You know they say that about expats, don’t they? Scottish people not living at home but in a foreign land. They become even more Scottish than their friends and family back home. You know, they cling to their culture. They cling to their history and their language and their food and their traditions and they assert it with greater determination and resolve because they don’t live at home anymore. They live in a strange land. Brothers and sisters in Christ, you are strangers in a strange land. This is not your home. You are to live here as someone who belongs there, who makes it plain that you are a citizen of another country. So Paul says, “Do not go on sinning. Stop living as though the old life now characterized you. Live, rather, the resurrection life that is yours and will be yours in all its fullness when Christ comes.”
So the pitiable consequences of a dead Christ. If He’s dead, we have no message; we have no hope. We are of all men most to be pitied. The precious consequences of a risen Christ. He’s not dead! He lives and reigns and is returning! And if we are in Him, not in Adam but in Christ, we shall live too. And the practical consequences of following this risen Christ. Sacraments become sweet and filled with meaning and promise and hope. Suffering is not any longer something simply to be avoided but something through which we can persevere for the glory of Christ, knowing that “the testing of our faith produces perseverance and perseverance character and character hope.” And sanctification. While we endure all of it because Jesus Christ is alive, we have become citizens of another world already called to live resurrection life. Showing those who look at us, hear us, see how we spend our money, give to the church, support global mission, endure hardship in Jesus’ name, witness to our friends, showing those who look at us we don’t belong here. We are heading for the Promised Land, for the heavenly city, for a New Jerusalem, for the home of righteousness, the hope of glory.

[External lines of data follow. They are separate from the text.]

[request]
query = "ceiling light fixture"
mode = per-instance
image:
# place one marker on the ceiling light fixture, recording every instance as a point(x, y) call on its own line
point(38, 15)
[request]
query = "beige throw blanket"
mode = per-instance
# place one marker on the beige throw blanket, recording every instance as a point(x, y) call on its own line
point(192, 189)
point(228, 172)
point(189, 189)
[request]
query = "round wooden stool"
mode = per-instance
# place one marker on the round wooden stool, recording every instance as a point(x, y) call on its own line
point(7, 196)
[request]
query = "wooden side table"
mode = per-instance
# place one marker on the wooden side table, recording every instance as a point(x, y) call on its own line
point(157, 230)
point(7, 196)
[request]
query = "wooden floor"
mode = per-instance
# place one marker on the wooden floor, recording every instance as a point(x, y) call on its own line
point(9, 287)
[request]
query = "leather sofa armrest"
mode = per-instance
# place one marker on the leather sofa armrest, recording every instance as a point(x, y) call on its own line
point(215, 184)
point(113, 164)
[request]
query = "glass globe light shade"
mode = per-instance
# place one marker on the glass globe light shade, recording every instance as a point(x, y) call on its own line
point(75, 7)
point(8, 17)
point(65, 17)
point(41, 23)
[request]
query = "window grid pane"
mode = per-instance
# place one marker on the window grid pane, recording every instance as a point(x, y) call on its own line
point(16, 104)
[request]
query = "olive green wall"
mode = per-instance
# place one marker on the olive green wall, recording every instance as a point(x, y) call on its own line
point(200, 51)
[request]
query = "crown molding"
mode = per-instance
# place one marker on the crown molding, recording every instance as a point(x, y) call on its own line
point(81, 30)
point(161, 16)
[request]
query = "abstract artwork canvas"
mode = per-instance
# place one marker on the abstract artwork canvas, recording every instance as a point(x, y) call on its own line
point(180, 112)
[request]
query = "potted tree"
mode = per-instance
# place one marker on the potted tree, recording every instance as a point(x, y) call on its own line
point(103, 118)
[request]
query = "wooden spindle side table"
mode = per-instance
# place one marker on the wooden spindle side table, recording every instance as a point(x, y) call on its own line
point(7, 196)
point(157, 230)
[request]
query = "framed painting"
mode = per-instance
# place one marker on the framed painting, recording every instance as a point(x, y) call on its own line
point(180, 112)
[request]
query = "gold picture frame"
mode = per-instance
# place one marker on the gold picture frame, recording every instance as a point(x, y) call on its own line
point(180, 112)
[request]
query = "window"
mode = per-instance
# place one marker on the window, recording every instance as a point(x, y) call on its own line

May the Lord give us grace to hear and respond in faith to His Word. Let us pray.
Our Father, we thank You that Jesus Christ is alive. That He sits now, today, at Your right hand. That one day the last enemy shall be destroyed, death itself, and all things placed in subjection to Him. One day He shall come in triumph and the open display of His great glory. How we long for that day. We pray for grace now to persevere, to live as citizens of the world yet to come and not to put down our roots into the toxic soil of this world. For we ask it in Jesus’ name, amen.